Le Manifeste Anti-Coaching

Il n’y a rien à développer !

1. La grande illusion du développement personnel

Le coaching vous promet la liberté, la confiance, le succès, la paix intérieure.
Mais dès que l’on vous parle d’atteindre, de transformer ou d’améliorer quelque chose en vous, vous êtes pris au piège.

Tout coaching repose sur une présupposition simple : vous n’êtes pas suffisant tel que vous êtes.
Vous êtes incomplet. Défaillant. Et quelqu’un d’autre, soi-disant plus sage, doit vous guider pour combler ce manque.

C’est cette idée, subtile, mais puissante, qui alimente toute l’industrie.

2. L’insatisfaction organisée

On vous parle de “potentiel”, de “blocages”, de “versions supérieures” de vous-même.
On vous apprend à observer vos pensées, vos émotions, votre comportement, à les contrôler, à les modifier.
Mais chaque conseil, chaque exercice repose sur le même principe : vous n’êtes pas assez.

Le coaching ne libère pas.
Il organise l’insatisfaction.
Il crée un idéal — calme, performant, aligné, épanoui — puis vous place en dessous.
Résultat : le conflit intérieur devient permanent.
Et ce conflit devient un marché.


3. Les mots qui enferment

“Travaille sur toi”
“Débloque ton potentiel”
“Deviens la meilleure version de toi-même”

Toutes ces phrases — séduisantes, rassurantes — ne font que prolonger le conditionnement.
Le coach ne révèle pas la vérité sur vous.
Il renforce l’idée que vous êtes un problème à résoudre.
Et cette croyance, qui traverse toute la société — éducation, spiritualité, psychologie — devient votre prison invisible.

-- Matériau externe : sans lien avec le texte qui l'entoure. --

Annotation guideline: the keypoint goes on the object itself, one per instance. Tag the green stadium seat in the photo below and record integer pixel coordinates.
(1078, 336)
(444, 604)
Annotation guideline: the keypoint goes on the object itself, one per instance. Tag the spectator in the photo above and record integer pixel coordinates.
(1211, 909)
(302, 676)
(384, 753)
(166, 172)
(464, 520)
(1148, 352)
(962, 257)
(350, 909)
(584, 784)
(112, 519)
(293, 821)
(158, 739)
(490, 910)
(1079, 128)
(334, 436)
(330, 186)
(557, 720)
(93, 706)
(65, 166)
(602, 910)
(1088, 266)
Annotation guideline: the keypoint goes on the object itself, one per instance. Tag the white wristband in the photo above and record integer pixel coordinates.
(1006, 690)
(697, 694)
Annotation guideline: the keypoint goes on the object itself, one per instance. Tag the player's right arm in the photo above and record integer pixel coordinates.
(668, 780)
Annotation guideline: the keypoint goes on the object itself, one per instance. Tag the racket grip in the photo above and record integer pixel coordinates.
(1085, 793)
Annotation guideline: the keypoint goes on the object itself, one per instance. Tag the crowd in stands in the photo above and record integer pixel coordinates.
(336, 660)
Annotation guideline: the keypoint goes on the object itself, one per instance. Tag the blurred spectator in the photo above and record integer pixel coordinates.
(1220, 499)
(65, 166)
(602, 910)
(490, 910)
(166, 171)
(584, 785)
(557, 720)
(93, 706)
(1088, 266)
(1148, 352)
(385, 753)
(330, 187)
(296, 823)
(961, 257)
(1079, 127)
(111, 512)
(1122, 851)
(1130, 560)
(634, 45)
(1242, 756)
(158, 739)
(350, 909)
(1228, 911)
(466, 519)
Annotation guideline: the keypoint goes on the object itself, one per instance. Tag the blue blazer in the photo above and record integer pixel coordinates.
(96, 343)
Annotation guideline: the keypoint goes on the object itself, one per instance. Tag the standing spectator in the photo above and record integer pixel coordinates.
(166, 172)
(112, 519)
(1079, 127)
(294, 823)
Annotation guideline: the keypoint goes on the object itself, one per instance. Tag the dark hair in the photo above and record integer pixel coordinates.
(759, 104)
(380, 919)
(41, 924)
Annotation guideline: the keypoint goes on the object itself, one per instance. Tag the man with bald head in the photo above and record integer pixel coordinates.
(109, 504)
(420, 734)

4. Il n’y a personne à réparer

Il n’y a pas de “toi” séparé, parfait ou imparfait, à optimiser.
Il n’y a qu’un organisme vivant, produit de l’histoire, du langage et de la culture, fonctionnant selon ses conditionnements.
Toutes les techniques de coaching ne font qu’occuper l’esprit, le détourner de cette évidence.

Chercher à se libérer par des méthodes ou des exercices est déjà le piège.
Vous croyez vous libérer, mais vous vous enfermez dans une quête sans fin.


5. La liberté n’est pas un objectif

La liberté ne se construit pas.
Elle ne s’apprend pas.
Elle surgit seulement quand la recherche tombe, non par effort, mais par l’épuisement du conditionnement.

Le coaching a besoin que vous ne soyez jamais libre.
Sinon, il n’a plus de raison d’exister.
Il a besoin que vous soyez en quête, que vous manquiez, que vous croyiez pouvoir devenir meilleur.


6. Rien à faire, rien à atteindre

UGK ne propose pas de méthode alternative.
Pas de programme amélioré.
Pas de solution plus honnête.

Seulement un constat radical :
Tant que vous cherchez à changer ce que vous êtes, vous renforcez exactement ce que vous êtes.
Quand la recherche s’arrête — par épuisement, non par volonté — ce qui reste n’a plus besoin d’être amélioré, corrigé ou optimisé.

Rien à faire.
Rien à apprendre.
Rien à atteindre.
Rien à développer.


7. La fin de l’illusion

Le coaching est séduisant, respectueux, parfois bien intentionné.
Mais c’est une illusion.
La liberté ne se vend pas.
La liberté n’est pas un objectif.
La liberté ne peut être enseignée.

Quand il n’y a plus personne à guider, plus personne à devenir, plus rien à atteindre, il n’y a plus de conflit.
Et ce qui reste n’a plus besoin d’être coaché.